E se mettessimo Maometto in una pubblicità?

Dall'Ue sì a Gesù negli spot. Mai vorremmo che si limitasse la libertà di espressione, ma il principio deve valere per tutti

E se mettessimo Maometto in una pubblicità?

La Corte di Strasburgo per i diritti umani ha sentenziato: è lecito usare le figure di Cristo e della Madonna come icone pubblicitarie. Il non poterlo fare - da parte di un'azienda - viola il diritto alla libertà d'espressione.

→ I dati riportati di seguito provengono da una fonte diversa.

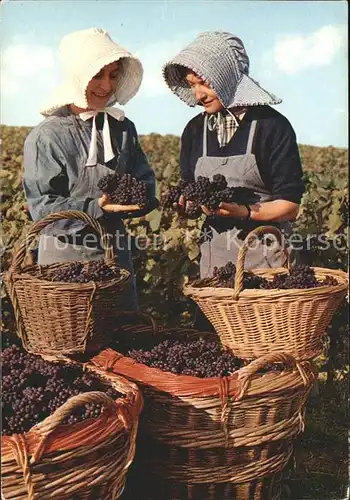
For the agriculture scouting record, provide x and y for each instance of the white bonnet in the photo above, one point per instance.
(83, 54)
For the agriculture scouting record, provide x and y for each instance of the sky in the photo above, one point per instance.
(297, 50)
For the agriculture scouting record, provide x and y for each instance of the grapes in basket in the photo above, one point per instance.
(83, 272)
(300, 277)
(125, 189)
(203, 191)
(32, 389)
(200, 356)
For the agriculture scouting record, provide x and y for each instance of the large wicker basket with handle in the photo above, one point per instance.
(88, 460)
(216, 437)
(56, 318)
(255, 322)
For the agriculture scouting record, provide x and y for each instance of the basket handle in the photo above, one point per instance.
(38, 226)
(238, 283)
(47, 426)
(247, 372)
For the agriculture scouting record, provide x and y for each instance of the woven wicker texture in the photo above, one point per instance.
(84, 461)
(62, 318)
(256, 322)
(156, 488)
(208, 430)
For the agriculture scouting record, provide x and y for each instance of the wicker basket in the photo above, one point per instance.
(216, 434)
(255, 322)
(62, 318)
(84, 461)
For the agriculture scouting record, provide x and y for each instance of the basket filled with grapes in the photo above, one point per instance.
(208, 413)
(66, 432)
(65, 308)
(260, 311)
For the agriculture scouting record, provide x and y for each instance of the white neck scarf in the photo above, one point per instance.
(118, 114)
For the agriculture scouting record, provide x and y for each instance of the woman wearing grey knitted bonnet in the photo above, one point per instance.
(82, 139)
(241, 137)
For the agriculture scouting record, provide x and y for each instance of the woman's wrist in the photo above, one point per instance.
(245, 211)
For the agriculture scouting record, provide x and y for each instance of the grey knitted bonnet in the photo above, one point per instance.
(221, 60)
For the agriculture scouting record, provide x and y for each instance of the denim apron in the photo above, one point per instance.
(223, 236)
(54, 249)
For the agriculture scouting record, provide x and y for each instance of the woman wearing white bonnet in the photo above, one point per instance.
(82, 139)
(240, 136)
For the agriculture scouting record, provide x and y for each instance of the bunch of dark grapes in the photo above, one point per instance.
(225, 276)
(301, 277)
(199, 358)
(79, 272)
(125, 189)
(32, 389)
(204, 191)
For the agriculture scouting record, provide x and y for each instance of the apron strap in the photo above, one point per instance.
(251, 137)
(205, 132)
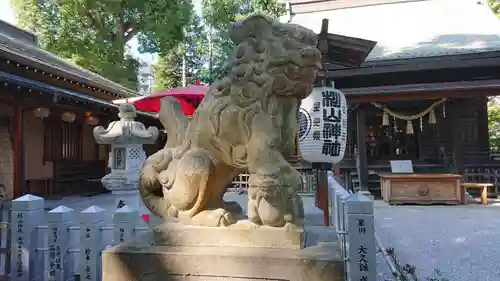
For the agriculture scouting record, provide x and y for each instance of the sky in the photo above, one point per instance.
(7, 15)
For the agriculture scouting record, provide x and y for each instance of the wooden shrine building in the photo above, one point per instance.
(422, 92)
(48, 109)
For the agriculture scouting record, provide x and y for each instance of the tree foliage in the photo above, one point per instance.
(94, 33)
(218, 14)
(168, 68)
(495, 6)
(494, 124)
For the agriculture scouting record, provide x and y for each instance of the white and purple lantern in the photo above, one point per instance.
(323, 126)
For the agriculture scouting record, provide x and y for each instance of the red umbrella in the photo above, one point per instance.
(189, 97)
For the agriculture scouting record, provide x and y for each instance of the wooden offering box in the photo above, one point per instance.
(421, 188)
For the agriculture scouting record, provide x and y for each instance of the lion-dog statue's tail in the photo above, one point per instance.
(175, 123)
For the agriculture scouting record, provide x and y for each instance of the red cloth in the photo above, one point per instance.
(189, 97)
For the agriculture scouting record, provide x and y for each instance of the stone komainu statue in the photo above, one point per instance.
(246, 122)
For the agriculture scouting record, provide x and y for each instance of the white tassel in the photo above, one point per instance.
(409, 128)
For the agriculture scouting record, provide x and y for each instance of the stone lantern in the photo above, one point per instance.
(127, 155)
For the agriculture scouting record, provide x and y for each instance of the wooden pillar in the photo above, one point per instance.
(321, 170)
(453, 110)
(18, 150)
(361, 160)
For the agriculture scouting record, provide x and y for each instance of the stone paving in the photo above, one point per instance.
(462, 241)
(314, 216)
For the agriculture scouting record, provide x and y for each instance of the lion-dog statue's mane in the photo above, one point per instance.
(247, 122)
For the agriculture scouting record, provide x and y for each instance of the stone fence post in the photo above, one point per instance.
(361, 264)
(58, 222)
(27, 213)
(92, 220)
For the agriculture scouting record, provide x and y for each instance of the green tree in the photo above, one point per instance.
(494, 125)
(218, 14)
(495, 6)
(94, 33)
(168, 69)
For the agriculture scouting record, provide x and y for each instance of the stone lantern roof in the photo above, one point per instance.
(126, 130)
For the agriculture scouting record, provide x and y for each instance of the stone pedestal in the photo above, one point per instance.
(130, 198)
(177, 252)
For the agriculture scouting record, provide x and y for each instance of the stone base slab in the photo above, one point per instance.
(242, 234)
(140, 260)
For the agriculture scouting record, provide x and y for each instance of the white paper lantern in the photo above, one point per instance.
(68, 117)
(41, 112)
(92, 120)
(323, 126)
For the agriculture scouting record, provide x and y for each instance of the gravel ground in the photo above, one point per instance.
(461, 241)
(314, 216)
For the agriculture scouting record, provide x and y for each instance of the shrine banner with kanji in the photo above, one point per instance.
(323, 126)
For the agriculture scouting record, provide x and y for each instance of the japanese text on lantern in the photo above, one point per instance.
(54, 253)
(88, 270)
(122, 235)
(362, 252)
(20, 245)
(332, 123)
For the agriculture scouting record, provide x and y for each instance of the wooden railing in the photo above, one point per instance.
(484, 173)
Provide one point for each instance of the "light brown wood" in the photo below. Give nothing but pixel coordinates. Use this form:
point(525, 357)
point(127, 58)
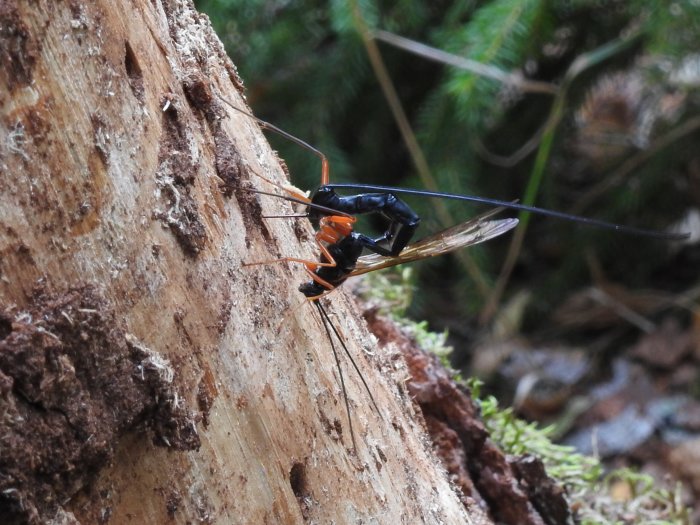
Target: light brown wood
point(96, 128)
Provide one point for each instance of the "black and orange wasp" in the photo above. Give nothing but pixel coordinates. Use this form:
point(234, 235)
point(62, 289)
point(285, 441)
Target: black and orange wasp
point(344, 251)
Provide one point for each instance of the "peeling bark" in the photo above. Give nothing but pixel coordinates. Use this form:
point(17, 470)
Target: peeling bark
point(124, 226)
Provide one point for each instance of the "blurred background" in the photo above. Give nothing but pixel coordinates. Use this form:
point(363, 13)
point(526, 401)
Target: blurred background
point(579, 106)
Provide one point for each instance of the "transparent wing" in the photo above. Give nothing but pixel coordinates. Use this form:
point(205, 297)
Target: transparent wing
point(474, 231)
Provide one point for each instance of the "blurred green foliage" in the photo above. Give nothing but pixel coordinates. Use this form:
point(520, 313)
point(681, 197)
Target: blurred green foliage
point(306, 70)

Bene. Da liberali (ma siamo tutti liberali...), pensiamo che la decisione sia ineccepibile. Mai, infatti, vorremmo che si limitasse la libertà di espressione di alcuno. E mai vorremmo che si vietasse l'uso commerciale dei simboli religiosi di un popolo, o sacri per una comunità. Ma «mai», significa «mai». Non vorremmo, mai, che qualcuno, domani, s'azzardasse a vietare l'uso di un'immagine di Maometto sulle fiancate dei mezzi pubblici - sebbene a rischio di trasformarsi presto in autobus-bomba - per reclamizzare turbanti, o chessò, sostenere la campagna per le adesioni alla associazione «Oltre il velo» per la poligamia libera. O che qualcuno si lamentasse dell'utilizzo di foto raffiguranti Vacche sacre per pubblicizzare la nuova macelleria indo-fiorentina «Zebù gir». O si scandalizzasse per l'impiego degli adolescenti dipinti da Balthus per promuovere adesioni alla setta satanista «I Bambini di Lucifero». O che s'indignasse se un'azienda iraniana di pigiami scegliesse come testimonial i bambini di Auschwitz. Ahi, ahi, ahi... stiamo scivolando su un terreno pericoloso.

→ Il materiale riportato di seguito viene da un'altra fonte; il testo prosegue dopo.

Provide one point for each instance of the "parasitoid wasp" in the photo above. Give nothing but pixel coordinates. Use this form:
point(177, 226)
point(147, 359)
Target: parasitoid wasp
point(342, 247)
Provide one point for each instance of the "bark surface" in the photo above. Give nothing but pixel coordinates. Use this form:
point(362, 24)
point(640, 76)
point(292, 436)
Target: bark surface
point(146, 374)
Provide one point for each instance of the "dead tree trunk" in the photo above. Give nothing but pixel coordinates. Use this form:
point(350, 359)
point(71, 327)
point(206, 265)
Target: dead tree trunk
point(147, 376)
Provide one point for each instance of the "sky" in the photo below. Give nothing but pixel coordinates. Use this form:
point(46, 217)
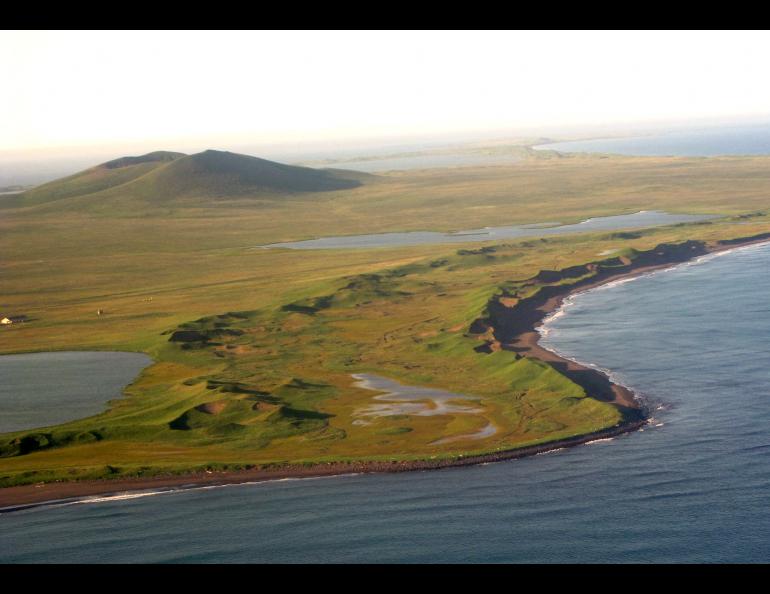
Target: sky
point(68, 90)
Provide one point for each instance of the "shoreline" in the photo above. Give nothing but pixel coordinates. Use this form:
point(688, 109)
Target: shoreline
point(513, 331)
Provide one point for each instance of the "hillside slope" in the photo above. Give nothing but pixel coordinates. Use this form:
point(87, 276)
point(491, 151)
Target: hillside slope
point(167, 179)
point(96, 179)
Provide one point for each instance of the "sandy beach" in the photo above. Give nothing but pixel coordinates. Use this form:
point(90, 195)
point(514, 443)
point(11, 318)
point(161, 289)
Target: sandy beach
point(514, 328)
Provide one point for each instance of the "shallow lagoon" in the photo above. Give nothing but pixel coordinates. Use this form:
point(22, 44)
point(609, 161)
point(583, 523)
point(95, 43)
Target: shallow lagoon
point(692, 487)
point(43, 389)
point(638, 220)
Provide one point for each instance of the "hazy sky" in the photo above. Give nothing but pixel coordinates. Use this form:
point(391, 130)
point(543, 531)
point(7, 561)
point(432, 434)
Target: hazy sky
point(63, 89)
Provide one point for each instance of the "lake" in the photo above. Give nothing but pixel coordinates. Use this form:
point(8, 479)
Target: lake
point(691, 487)
point(637, 220)
point(43, 389)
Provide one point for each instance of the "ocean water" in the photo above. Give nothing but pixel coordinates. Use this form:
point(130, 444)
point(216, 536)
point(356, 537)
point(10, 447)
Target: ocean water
point(637, 220)
point(745, 139)
point(693, 486)
point(42, 389)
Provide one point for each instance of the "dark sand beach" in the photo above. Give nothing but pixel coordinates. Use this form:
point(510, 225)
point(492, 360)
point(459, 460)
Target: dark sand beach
point(514, 328)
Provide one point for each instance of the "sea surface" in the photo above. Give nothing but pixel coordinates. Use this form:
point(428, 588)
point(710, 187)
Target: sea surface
point(693, 486)
point(637, 220)
point(42, 389)
point(745, 139)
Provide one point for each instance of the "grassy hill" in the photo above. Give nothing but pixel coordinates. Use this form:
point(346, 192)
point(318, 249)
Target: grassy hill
point(166, 178)
point(96, 179)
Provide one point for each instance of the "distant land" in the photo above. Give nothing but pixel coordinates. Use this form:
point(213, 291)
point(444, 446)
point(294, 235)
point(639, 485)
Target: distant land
point(256, 353)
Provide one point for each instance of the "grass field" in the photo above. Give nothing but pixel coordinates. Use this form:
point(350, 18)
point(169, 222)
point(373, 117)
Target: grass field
point(259, 370)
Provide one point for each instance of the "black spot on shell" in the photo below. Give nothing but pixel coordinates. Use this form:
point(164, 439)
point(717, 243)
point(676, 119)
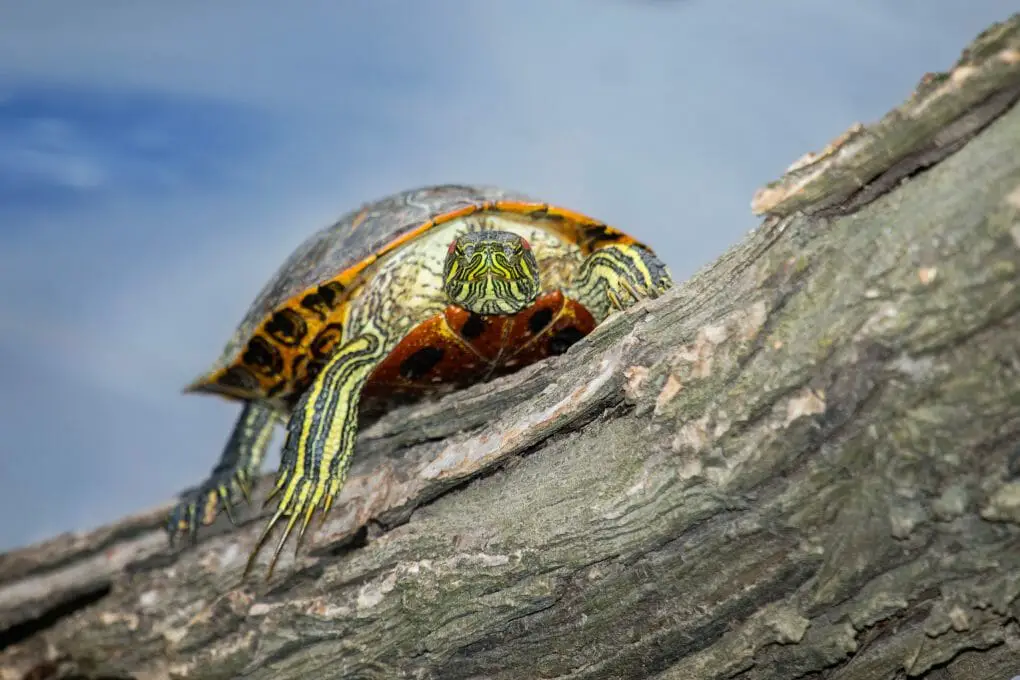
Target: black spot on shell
point(262, 357)
point(239, 377)
point(561, 341)
point(540, 320)
point(473, 327)
point(287, 327)
point(332, 294)
point(315, 303)
point(419, 363)
point(327, 341)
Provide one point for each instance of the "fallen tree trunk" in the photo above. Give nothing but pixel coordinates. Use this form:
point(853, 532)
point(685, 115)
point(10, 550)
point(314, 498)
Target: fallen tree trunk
point(803, 462)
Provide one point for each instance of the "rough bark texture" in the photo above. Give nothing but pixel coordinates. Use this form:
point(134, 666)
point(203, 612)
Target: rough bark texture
point(804, 462)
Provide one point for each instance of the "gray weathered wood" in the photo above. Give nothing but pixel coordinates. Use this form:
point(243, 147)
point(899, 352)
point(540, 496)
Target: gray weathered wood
point(804, 462)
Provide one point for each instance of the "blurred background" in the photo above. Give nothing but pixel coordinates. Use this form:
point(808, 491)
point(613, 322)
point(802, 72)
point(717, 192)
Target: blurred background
point(158, 160)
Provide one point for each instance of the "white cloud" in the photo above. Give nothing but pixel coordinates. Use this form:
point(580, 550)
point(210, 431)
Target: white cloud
point(661, 118)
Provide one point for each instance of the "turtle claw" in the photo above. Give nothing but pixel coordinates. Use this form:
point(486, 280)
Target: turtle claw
point(199, 506)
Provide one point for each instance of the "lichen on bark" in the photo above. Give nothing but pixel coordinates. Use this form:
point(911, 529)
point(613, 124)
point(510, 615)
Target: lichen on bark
point(803, 462)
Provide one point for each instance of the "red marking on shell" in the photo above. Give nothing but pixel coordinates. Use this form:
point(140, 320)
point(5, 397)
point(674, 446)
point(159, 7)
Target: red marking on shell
point(503, 346)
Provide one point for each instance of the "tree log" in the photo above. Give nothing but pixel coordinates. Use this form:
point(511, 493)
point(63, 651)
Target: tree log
point(804, 462)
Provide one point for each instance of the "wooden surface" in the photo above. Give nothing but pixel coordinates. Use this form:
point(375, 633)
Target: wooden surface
point(802, 463)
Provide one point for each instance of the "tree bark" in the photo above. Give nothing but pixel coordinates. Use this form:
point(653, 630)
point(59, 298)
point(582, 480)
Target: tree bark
point(804, 462)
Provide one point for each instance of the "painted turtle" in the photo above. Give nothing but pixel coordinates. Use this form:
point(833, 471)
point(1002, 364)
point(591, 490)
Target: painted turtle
point(421, 292)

Ecco, appunto. La libertà di espressione e di opinione deve essere assoluta, certo. Ma bisogna sapere che è scivolosa. Perché per essere assoluta deve essere universale. Che, dal punto di vista religioso, significa ecumenica. Il principio deve valere per tutti. Per cristiani, islamici, ebrei, animisti (idea: usare il totem, o il bisonte, per promuovere la vendita di fucili da caccia nelle riserve dei pellerossa americani), induisti, shintoisti, buddhisti, seguaci del caodaismo vietnamita (si consiglia la sequenza in cui Robert Duvall celebra l'odore del napalm in Apocalypse Now per uno spot di defolianti ad Hanoi).

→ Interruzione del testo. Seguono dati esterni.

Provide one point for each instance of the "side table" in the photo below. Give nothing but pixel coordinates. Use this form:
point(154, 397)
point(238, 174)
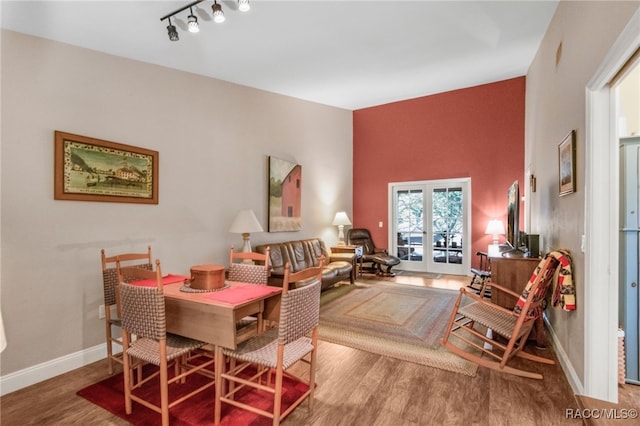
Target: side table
point(357, 258)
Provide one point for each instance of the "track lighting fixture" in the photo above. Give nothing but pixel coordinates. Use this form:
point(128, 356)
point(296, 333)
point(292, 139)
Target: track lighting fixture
point(192, 20)
point(218, 14)
point(173, 33)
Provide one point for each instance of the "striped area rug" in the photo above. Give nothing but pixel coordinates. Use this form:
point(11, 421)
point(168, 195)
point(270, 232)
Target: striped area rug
point(394, 320)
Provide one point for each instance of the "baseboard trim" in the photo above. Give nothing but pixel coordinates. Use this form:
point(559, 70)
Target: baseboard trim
point(565, 363)
point(37, 373)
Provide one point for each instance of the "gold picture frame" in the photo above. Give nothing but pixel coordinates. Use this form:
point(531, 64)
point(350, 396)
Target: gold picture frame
point(567, 164)
point(89, 169)
point(285, 195)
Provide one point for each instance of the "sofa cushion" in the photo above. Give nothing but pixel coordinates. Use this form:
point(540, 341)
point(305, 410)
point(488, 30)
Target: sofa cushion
point(302, 254)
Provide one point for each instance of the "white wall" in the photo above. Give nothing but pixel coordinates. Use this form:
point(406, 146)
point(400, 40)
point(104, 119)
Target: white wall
point(579, 36)
point(214, 140)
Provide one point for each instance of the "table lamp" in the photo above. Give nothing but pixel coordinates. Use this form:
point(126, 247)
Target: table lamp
point(494, 228)
point(245, 223)
point(340, 221)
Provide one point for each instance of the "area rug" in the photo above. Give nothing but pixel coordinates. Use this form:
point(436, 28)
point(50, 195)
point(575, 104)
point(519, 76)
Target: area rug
point(394, 320)
point(428, 275)
point(195, 411)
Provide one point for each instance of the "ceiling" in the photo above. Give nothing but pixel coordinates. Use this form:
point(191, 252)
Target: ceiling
point(347, 54)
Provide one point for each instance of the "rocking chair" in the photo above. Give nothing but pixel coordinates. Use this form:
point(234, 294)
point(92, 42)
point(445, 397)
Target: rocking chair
point(473, 320)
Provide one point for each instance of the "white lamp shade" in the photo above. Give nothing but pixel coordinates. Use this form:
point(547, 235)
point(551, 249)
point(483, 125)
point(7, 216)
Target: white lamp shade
point(495, 227)
point(245, 222)
point(341, 219)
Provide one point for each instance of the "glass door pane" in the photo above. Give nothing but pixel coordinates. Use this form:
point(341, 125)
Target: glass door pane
point(429, 222)
point(409, 226)
point(447, 225)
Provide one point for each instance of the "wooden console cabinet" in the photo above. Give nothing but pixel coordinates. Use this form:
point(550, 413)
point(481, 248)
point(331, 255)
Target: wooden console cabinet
point(514, 273)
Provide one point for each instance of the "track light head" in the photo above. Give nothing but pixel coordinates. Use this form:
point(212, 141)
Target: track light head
point(192, 22)
point(218, 14)
point(243, 5)
point(173, 32)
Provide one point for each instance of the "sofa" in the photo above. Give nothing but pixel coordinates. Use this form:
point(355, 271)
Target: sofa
point(302, 254)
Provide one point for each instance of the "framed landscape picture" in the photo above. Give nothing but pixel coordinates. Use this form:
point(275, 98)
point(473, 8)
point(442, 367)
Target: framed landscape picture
point(285, 195)
point(89, 169)
point(567, 164)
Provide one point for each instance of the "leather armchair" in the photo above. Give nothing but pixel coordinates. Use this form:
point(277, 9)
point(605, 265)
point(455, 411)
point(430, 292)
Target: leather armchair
point(375, 256)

Gli esempi potrebbero essere molti, oltre che molto stupidi. Il punto, però, non è limitare la libertà di espressione o di opinione. Ma sapere che, in alcuni casi, le conseguenze possono essere letali. Se Charlie Hebdo pubblica una vignetta ironica sul Papa, otterrà - nel peggiore dei casi - una vibrante lettera di protesta dal Vaticano. Se pubblica una vignetta ironica su Maometto, si ritroverà un massacro in redazione. La libertà, soprattutto quella di pensiero, opinione e satira, e soprattutto quando tocca le religioni, è preziosissima.

E costa cara.

Se si vuole andare fino in fondo, qualcuno può chiedere il conto.